2. Tune for false positives Initial aggressive settings flooded PRs with comments. We added severity tuning: only block on critical issues, warn on medium, and provide info for minor suggestions.
3. Reviewers still matter The agent catches mechanical issues, but humans handle architecture, design patterns, and team dynamics. We positioned it as "first pass review," not a replacement.
4. Incremental diff review works better Reviewing entire PRs at once was overwhelming. We switched to incremental review: analyze only the latest changes in each push. This kept feedback focused and actionable.
Technical Details
Prompt Engineering
We created specialized prompts for each language and review type:
Python Security Review:
"You are a security-focused code reviewer for Python. Analyze this diff for:
- SQL injection risks (raw query construction)
- Command injection (subprocess, os.system)
- Path traversal vulnerabilities
- Hardcoded credentials or API keys
...
Provide specific line numbers and concrete mitigation steps."
Configurable Rulesets
Teams defined custom rules in .ai-review.yaml:
rules:
security:
severity: block
patterns:
- hardcoded_credentials
- sql_injection
style:
severity: info
max_function_length: 50
ignore:
- "vendor/*"
- "*.test.ts"
Rate Limiting & Cost Control
- Only review PRs with < 1,000 lines changed (larger PRs get summary comments)

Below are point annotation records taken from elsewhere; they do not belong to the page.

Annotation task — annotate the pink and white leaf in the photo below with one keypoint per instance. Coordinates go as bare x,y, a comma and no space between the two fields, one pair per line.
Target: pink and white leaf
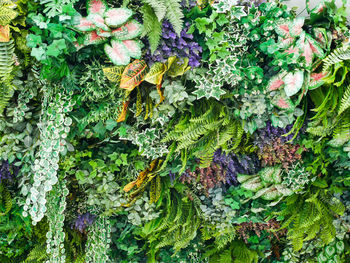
117,53
293,82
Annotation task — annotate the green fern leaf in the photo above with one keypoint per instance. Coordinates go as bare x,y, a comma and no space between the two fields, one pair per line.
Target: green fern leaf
152,27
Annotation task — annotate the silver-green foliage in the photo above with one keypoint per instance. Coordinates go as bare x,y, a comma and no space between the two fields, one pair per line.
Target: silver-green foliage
56,205
54,129
98,242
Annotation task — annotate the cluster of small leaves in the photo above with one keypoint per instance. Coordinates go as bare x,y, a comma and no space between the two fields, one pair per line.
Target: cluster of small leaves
206,178
297,178
99,240
147,141
55,127
83,221
56,205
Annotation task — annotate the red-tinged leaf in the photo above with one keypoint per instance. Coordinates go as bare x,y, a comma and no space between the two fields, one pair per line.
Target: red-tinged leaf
296,27
282,28
103,33
133,47
93,38
133,75
85,25
283,102
4,33
96,7
98,21
124,111
117,53
120,32
293,82
117,16
316,80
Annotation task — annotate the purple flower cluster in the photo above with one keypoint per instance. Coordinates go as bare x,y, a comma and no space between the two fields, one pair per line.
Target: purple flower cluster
234,164
83,221
5,171
173,45
270,133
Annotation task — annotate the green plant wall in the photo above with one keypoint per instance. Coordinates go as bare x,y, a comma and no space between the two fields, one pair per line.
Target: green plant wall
174,131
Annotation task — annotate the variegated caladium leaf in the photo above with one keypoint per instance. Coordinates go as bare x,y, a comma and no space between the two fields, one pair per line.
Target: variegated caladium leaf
93,38
85,25
117,53
133,75
96,7
132,30
293,82
117,16
103,33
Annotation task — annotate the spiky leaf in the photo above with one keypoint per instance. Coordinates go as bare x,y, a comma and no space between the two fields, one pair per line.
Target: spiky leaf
117,16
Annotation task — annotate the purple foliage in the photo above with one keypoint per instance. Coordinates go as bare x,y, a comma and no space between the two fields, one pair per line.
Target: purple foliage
5,171
83,221
172,177
173,45
234,164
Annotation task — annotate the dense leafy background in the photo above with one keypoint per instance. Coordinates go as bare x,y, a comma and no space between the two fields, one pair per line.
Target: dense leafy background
174,131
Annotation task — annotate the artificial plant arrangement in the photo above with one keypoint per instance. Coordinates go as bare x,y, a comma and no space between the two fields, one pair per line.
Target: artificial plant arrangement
174,131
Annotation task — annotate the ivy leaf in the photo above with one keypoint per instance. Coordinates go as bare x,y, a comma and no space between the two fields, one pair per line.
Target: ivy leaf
56,47
33,40
99,128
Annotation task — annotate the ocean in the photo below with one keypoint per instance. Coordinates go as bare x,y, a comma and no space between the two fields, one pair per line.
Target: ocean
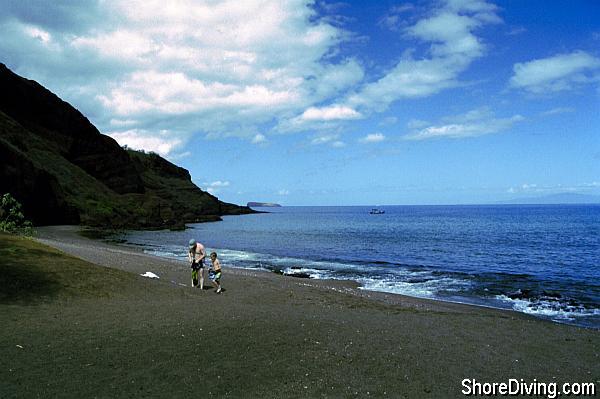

- Cache review results to avoid re-reviewing unchanged code
- Use cheaper models for style checks, advanced models for security/bugs
Outcome
The agent became a core part of the development workflow. Developers rely on it for instant feedback, and reviewers use it to focus on higher-level concerns. The team expanded it to support:
- Pre-commit hooks: Local review before pushing
- CI integration: Block merges on critical findings
- Metrics dashboard: Track code quality trends over time
Next evolution: Training custom models on team-specific codebases and historical reviews for even more context-aware feedback.